Ao longo dos anos 1980, a guerra civil entre ambos dentro do movimento conservador americano foi largamente vencida pelos neoconservadores, que obtiveram enorme influência no governo Reagan. Os paleoconservadores, por outro lado, permaneceram em grande medida irrelevantes e marginalizados. Apesar da importância de intelectuais como Mel Bradford e Paul Gottfried, o nome de maior destaque dentro do paleoconservadorismo americano é o de Pat Buchanan, que ganhou os holofotes ao disputar as primárias do Partido Republicano em 1992, desafiando o então presidente Bush. 

Ao contrário dos neoconservadores, que criticavam Bush por não ter “finalizado o trabalho” na Guerra do Golfo e mantido Saddam Hussein no poder, Buchanan era um crítico da própria guerra.

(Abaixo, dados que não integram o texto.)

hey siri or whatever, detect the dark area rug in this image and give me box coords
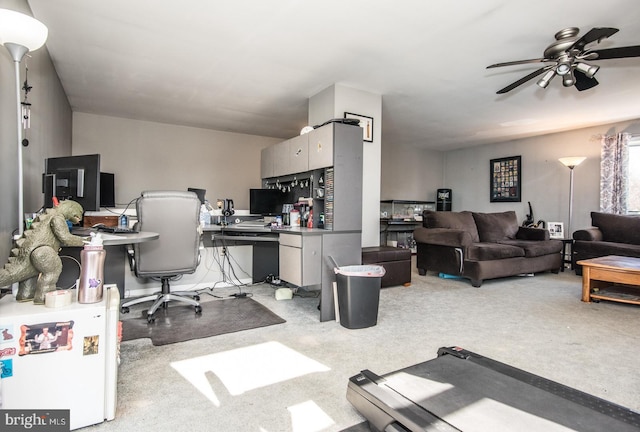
[121,297,286,346]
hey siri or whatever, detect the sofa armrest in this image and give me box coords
[573,228,603,241]
[516,226,550,241]
[414,227,473,248]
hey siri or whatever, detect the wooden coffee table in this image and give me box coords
[577,255,640,305]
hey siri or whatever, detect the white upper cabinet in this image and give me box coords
[308,125,334,170]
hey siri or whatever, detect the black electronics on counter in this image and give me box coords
[437,189,452,211]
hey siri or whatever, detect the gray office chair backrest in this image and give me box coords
[133,190,201,277]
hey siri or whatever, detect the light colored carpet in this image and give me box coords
[85,260,640,432]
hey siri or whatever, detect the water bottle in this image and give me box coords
[199,204,209,227]
[119,214,129,228]
[78,244,106,304]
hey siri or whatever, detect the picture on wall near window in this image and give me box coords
[548,222,565,239]
[344,112,373,142]
[490,155,521,202]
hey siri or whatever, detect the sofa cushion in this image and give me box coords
[500,239,563,258]
[472,211,519,243]
[516,226,550,241]
[591,212,640,245]
[573,228,603,242]
[413,227,475,248]
[466,242,525,261]
[424,210,479,242]
[573,240,640,259]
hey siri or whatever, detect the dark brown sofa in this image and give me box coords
[414,210,562,287]
[572,212,640,275]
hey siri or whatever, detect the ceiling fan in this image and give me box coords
[487,27,640,94]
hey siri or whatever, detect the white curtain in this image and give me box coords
[600,133,629,214]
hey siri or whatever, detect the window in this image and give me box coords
[629,138,640,214]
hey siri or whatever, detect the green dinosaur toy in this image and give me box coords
[0,200,87,304]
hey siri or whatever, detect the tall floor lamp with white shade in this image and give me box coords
[558,156,587,237]
[0,8,48,236]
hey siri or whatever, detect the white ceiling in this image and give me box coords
[27,0,640,151]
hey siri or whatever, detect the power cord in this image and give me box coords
[201,235,253,298]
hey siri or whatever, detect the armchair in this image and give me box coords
[121,190,203,323]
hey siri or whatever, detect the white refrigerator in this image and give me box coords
[0,285,119,430]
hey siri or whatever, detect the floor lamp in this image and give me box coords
[558,156,586,237]
[0,8,48,236]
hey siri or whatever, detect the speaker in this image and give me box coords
[437,189,452,211]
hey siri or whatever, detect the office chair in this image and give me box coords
[121,190,203,323]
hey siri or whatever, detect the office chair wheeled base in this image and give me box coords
[121,278,202,323]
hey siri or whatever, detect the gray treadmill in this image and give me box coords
[347,347,640,432]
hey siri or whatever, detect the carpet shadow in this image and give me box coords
[121,297,286,346]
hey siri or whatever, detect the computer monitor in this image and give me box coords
[44,154,101,211]
[249,188,291,216]
[100,172,115,207]
[187,187,206,205]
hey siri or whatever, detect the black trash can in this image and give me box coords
[334,265,386,329]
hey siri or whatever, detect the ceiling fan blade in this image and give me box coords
[487,58,547,69]
[570,27,619,51]
[589,45,640,60]
[574,69,599,91]
[496,66,552,94]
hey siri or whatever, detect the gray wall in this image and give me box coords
[381,118,640,234]
[0,0,72,263]
[445,119,640,232]
[381,143,444,202]
[72,112,281,208]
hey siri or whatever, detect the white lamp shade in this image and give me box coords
[558,157,586,168]
[0,8,48,52]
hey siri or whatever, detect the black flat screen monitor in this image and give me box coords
[44,154,101,211]
[100,172,115,207]
[249,189,290,216]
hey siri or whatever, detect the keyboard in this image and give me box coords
[236,221,268,227]
[95,225,138,234]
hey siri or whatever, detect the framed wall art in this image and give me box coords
[344,112,373,142]
[548,222,565,239]
[490,155,521,202]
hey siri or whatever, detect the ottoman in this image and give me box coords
[362,246,412,288]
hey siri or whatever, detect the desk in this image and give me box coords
[60,230,159,298]
[203,224,362,322]
[204,226,280,284]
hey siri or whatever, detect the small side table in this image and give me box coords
[559,238,573,272]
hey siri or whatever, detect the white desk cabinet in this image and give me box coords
[279,233,322,287]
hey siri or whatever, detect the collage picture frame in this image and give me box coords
[490,155,521,202]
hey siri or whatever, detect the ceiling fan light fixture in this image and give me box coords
[575,62,599,78]
[562,70,576,87]
[536,70,556,89]
[556,62,572,75]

A plataforma política com a qual Buchanan disputou as primárias em 1992 reunia os temas centrais do paleoconservadorismo: nacionalismo, isolacionismo, protecionismo econômico, combate ao multiculturalismo, defesa de valores tradicionais e, principalmente, uma postura fortemente anti-imigração. 

Buchanan manteve uma excepcional consistência nesses temas ao longo das outras disputas políticas que participou: novamente nas primárias em 1996, e nas eleições gerais pelo Partido Reformista em 2000, quando obteve menos de 0,5% dos votos. O slogan utilizado por Buchanan na sua campanha em 2000 foi “America First”, lembrando o “America First Committee” formado em 1940 para se opor à entrada dos EUA na Segunda Guerra Mundial. 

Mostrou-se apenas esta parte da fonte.